With all due respect to Major League Baseball teams such as the Atlanta Braves and Milwaukee Brewers, it was the Braves in Milwaukee who recorded my firmest memory. The Milwaukee Braves, in spite of a winning record all 13 seasons of their existence in Wisconsin, 1953-1965, and a World Series conquest in 1957, pulled up stakes after the 1965 season and went to Atlanta.
Reading about the passing of Aaron and a host of baseball legends in recent months engaged memories. The end result was a mix of the fond and unusual.
The first Major League Baseball game I attended was in 1951 at Comiskey Park in Chicago.
A callow youth of nine years at the time, the game was a fond memory, although one’s recall can be tricky.
It would have been easier for my father to take me to Wrigley Field, however, the Cubs had no lights and a night game was really the only option in Summer 1951.

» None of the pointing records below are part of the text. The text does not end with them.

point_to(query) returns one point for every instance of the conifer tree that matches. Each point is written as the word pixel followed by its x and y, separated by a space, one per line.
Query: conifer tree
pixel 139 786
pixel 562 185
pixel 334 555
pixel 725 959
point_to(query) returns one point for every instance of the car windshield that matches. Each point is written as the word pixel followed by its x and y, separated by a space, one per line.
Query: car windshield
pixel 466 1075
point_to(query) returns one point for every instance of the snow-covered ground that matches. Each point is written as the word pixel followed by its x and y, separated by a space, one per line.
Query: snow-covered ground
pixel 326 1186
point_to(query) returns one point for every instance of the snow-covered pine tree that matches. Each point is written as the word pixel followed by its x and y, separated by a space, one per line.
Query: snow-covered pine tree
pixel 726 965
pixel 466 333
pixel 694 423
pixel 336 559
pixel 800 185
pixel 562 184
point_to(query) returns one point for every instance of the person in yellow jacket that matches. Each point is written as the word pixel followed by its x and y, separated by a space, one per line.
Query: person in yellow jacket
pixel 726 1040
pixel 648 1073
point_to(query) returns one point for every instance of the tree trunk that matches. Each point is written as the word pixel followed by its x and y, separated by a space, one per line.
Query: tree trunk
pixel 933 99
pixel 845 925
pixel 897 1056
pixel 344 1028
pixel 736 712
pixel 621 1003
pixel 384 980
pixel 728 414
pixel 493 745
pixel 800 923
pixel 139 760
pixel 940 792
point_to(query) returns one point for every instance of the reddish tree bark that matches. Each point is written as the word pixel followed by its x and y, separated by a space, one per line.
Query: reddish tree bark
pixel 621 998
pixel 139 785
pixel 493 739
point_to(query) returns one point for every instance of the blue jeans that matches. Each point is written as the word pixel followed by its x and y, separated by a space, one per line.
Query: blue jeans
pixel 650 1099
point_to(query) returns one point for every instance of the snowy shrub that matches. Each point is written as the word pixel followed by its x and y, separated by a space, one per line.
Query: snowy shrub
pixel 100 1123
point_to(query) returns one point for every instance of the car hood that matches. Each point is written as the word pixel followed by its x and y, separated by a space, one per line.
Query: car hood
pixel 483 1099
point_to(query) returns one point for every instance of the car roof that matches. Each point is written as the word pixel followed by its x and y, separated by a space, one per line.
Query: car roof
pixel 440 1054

The White Sox were playing host to the New York Yankees who were clearly the premier team in baseball at the time, having won the World Series the previous two years and were to win it again in that season, and again in both 1952 and 1953.
Can’t prove it, but, I suspect it was a Friday night game and there was a large crowd for sure. Detective work makes it in June, July or August, given that school had to be out at the time.

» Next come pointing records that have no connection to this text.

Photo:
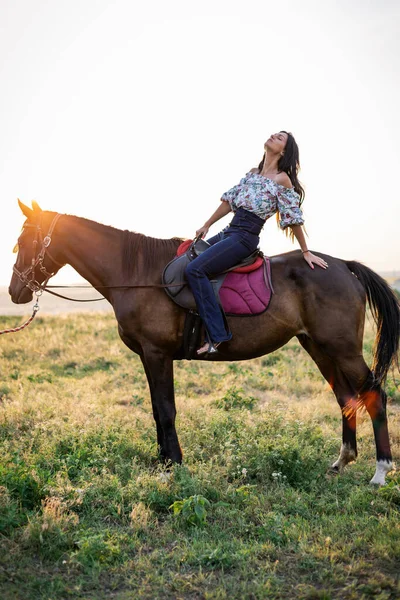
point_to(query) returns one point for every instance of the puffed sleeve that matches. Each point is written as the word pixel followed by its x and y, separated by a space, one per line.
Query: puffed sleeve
pixel 288 201
pixel 230 195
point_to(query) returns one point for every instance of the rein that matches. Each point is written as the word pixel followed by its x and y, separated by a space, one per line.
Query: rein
pixel 29 279
pixel 28 276
pixel 15 329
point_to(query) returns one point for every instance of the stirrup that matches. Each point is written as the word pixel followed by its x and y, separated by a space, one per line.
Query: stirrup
pixel 211 349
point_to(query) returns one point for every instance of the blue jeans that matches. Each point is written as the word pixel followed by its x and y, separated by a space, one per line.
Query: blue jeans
pixel 230 246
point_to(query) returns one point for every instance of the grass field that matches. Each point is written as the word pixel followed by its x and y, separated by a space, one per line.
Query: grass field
pixel 87 512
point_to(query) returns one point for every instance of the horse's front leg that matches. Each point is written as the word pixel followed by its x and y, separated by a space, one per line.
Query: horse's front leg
pixel 160 376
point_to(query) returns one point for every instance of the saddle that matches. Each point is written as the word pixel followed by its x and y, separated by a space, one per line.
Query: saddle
pixel 245 289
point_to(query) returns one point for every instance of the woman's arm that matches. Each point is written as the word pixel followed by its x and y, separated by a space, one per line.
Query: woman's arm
pixel 308 256
pixel 221 211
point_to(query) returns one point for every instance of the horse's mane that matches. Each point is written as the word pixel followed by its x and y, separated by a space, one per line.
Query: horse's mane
pixel 152 251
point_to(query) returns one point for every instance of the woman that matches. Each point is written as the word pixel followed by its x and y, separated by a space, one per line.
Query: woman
pixel 271 188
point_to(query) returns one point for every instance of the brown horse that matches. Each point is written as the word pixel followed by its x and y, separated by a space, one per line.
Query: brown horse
pixel 325 310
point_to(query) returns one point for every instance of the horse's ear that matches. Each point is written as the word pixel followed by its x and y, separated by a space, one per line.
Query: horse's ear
pixel 35 206
pixel 28 212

The first Major League Baseball home run at a game I attended was hit by MLB’s 100-year old man Eddie Robinson. Today, Robinson is the major’s oldest living ex-player, having turned 100 December 15, 2020. If not a Hall-of-Fame candidate, Robinson was no slouch! A four-time All-Star, Game selection, Robinson played for seven of the eight American League teams while he was active. He missed only the Boston Red Sox. Robinson played for both the Philadelphia Athletics and Kansas City Athletics.

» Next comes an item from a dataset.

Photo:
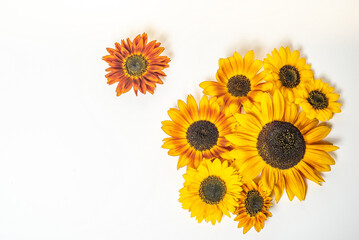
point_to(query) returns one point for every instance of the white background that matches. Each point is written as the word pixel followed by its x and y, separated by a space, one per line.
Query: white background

Robinson was playing for the White Sox in 1951 and his round-tripper gave Sox the early lead. That early White Sox advantage did not hold up. The Yankees did rally to win.
The best known player that evening on either team was Joe DiMaggio.
Having broken in with the 1936 Yankees playing with Lou Gehrig, DiMaggio was in what was to be his final season in Major League Baseball. Other than viewing a future Hall-of-Fame member, my DiMaggio memory was not memorable.
Minnie Minoso was a very good memory in 1951. The White Sox broke the color barrier with Minoso and the franchise was on an upward trajectory. From 1951 through 1967 Sox produced a team with a winning won-loss record each season. At bat or on the base, Minoso drew attention.
At the time fans could get a four-page fold-over scorecard that came with a pencil. Sadly, an item I did not keep. I know I kept line by line score in the game for a time. But, left in the later innings. Mickey Mantle was a rookie in 1951 with the Yankees, however, no memory of Mantle is there.
The White Sox roared out of the gate in 1951 and led the eight-team American League until the all-star game in July. Then, reality and Yankees’ talent struck! A fourth-place finish was the Sox’ fate,
One memory exists: Food! A customer did not get a hot dog back then, it was a red hot which most called the hot dog. The vendor might come around, or you grabbed a bite at a food stand. A red hot, a soft drink, and bag of salted-in-the-shell peanuts. It is something worth recalling.